So, apparently the Snowden cache contains quite a large number of intercepted communications, not just technical documents, PowerPoint slides, and memos. This opens up a whole can of worms, and some new possibilities for the cache.

Worms first: several journalists have access to an incredibly sensitive cache of personal information. According to some NSA defenders: Snowden has committed a horrible privacy violation of thousands of innocent Americans. This is a big problem, but it requires some mental gymnastics not to recognize that if Snowden had violated the privacy of innocents by giving this information to journalists, so had the NSA by storing it in the first place.  Realistically, it's not one or the other, it's both. Now that we know what it contains, the long term storage of that portion cache by journalists becomes very problematic. On one hand: it's evidence, on the other, it's private information on many thousands of people.

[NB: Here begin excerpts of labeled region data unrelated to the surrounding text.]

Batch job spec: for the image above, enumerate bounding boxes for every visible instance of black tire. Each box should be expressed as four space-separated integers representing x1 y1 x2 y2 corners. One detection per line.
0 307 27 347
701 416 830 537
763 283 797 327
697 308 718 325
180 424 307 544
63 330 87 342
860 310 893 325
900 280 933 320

While there are some problems, there are also new possibilities. First, it could be a boon for defendants, and those facing legal jeopardy, to confront the evidence against them, to receive a genuinely fair trial. This is doubly important for drug cases, particularly those with DEA involvement, because of the highly questionably practice of Parallel Reconstruction, wherein classified evidence is laundered, and is reconstructed using traditional methods. In effect: perjury. Second, it is prima facie evidence to use in lawsuits against the NSA, proof that a plaintiff had been spied on. Third, one of the wilder stories:  Snowden to Reveal the Secrets of Arab Dictators, really can happen now. The US government's dealings with brutal regimes are newsworthy, so are the dealings of those regimes against their own people.

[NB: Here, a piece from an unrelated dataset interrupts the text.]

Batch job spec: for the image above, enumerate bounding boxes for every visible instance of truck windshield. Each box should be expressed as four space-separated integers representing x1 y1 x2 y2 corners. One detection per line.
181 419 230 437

One of the things that makes Cablegate so powerful, and simultaneously controversial, is the ability of ordinary citizens to query it, and learn what the government had kept hidden. In at least one case, it allowed a rendition victim to seek justice. I am not suggesting leaking it out in full, but ways of allowing ordinary citizens the ability to get their own communications, and broadening access, should be considered. Contrary to the opinions of those who described the Post's story as a dud, it's the first page of the next chapter of the Snowden Saga, with wide-reaching, and unpredictable consequences.